Demenz – bin ich nur chaotisch-tüddelig oder schon dement?

Medizin Von Extern | am Mi., 06.11.2019 - 20:57

WALSRODE. Wir werden immer älter: Bei Frauen betrage die durchschnittliche Lebenserwartung 83,4 Jahre, beim Mann 78,4 Jahre. Das Risiko an Demenz zu erkranken, eine Millionen Menschen sind es bundesweit, steigt mit zunehmendem Alter – und vor dieser Krankheit hat fast jeder Angst. Habe ich den Herd ausgeschaltet, wo liegen schon wieder Schlüssel oder Brille? Wie war noch mal der Name? Wer kennt sie nicht, diese Fragen? Und ab wann ist es beginnende Demenz, bis wann ist es nur chaotisch oder „tüddelig“? Gibt es Tests, anhand derer man selbst feststellen kann, ob man dement wird?

Welche Ursachen und Risiken sind bekannt – und wie kann man vorbeugen? Welche Behandlungsmöglichkeiten gibt es? Welche Therapien sind gegebenenfalls sinnvoll? Wie kann das Leben nach der Diagnose gestaltet werden? Welche Hilfen gibt es für pflegende Angehörige?

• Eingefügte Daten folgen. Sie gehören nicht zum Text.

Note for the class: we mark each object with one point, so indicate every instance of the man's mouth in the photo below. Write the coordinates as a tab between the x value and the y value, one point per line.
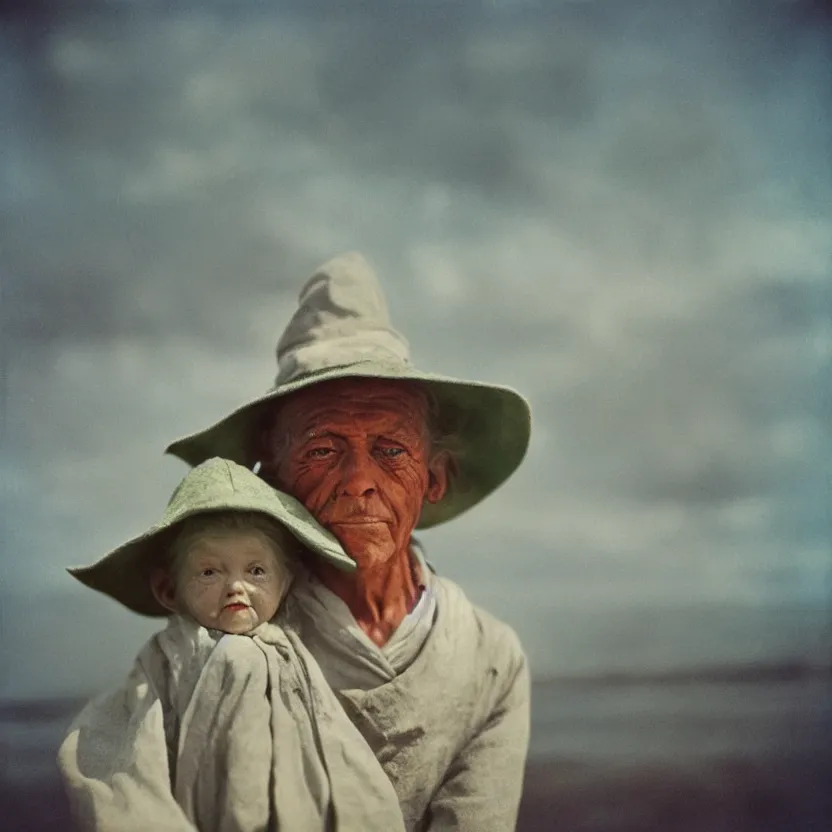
357	520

Özgen Isik-Obersteller, Chefärztin der Geriatrie am Heidekreis-Klinikum in Soltau, erklärt: „Untersuchungen haben ergeben, dass zum Beispiel Bewegung das Demenzrisiko um ein Viertel, das Alzheimerrisiko sogar um die Hälfte verringert.“ Besonders Kraft- und Gleichgewichtstraining wirkten sich positiv aus: „Durch sie werden die kognitiven Leistungen, zu denen zum Beispiel das Planen, das Erinnern, das Wahrnehmen und auch die Orientierung gehören, gestärkt und Depressionen und Teilnahmelosigkeit verringern sich.“ Dazu empfiehlt Geriaterin Isik-Obersteller, „spielen Sie z. B. Memory, Scrabble & Co, lösen Sie Kreuzwort-Rätsel, das sind tolle Hirntrainings, nicht nur für Sie, sondern auch für Ihre Kinder und Enkelkinder“.

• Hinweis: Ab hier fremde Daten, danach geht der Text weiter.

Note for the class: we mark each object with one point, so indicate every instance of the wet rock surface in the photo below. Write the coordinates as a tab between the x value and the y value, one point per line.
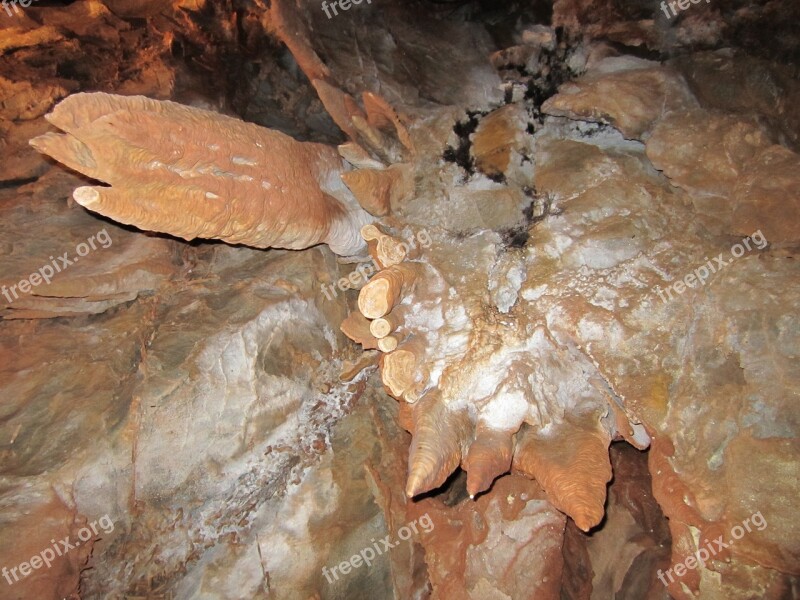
190	392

Am Dienstag, den 19. November, um 19 Uhr hält Chefärztin Isik-Obersteller den Vortrag: „Demenz – bin ich nur chaotisch-tüddelig oder schon dement?“ in der VHS Heidekreis in Walsrode, Kirchplatz 4, Forum 1-2. Der Vortrag ist kostenfrei, gern werden Ihre Fragen im Anschluss beantwortet.